Without sight of your code, I can only flag a few pointers which may or may not be of help...

Instead of manually stepping through the code, let it free run but slow stepping right down to perhaps 1s per step. Then, while running, click and hold the pushbutton throughout the complete simulation cycle and observe the holding variable. It visibly should go from 1 to 0 with the button held down (click-hold with the mouse) with the conditions you describe, and back to 1 when re-read without the button pushed. I do find that simulation has display persistence, but initialising values within the routine ensure you're always getting what you expect - as would be required in the compiled code by way of good practice.
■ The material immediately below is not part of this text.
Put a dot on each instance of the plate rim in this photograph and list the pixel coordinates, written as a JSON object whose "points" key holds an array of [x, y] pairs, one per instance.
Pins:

Second thought would be to try another button/switch, in-case there's a possible problem with the particular button component - albeit unlikely.

Third would be to ensure the button port bit is dedicated to the button as a simple logical input.

Fourth would be to check that you haven't inadvertently masked out the port bit when readiing the button bit status.

This may all seem very obvious but I've used dozens of buttons and indicators dynamically in very complex simulations with professional code, and have never encountered such issues when plenty of time is allowed for graphics to be updated in simulations. I can only think it's likely an issue with the routine or something more unique/obscure that can only be analysed/advised with sight of an example project you're having problems with.

If you were able to post your code, someone will surely help to identify your problem.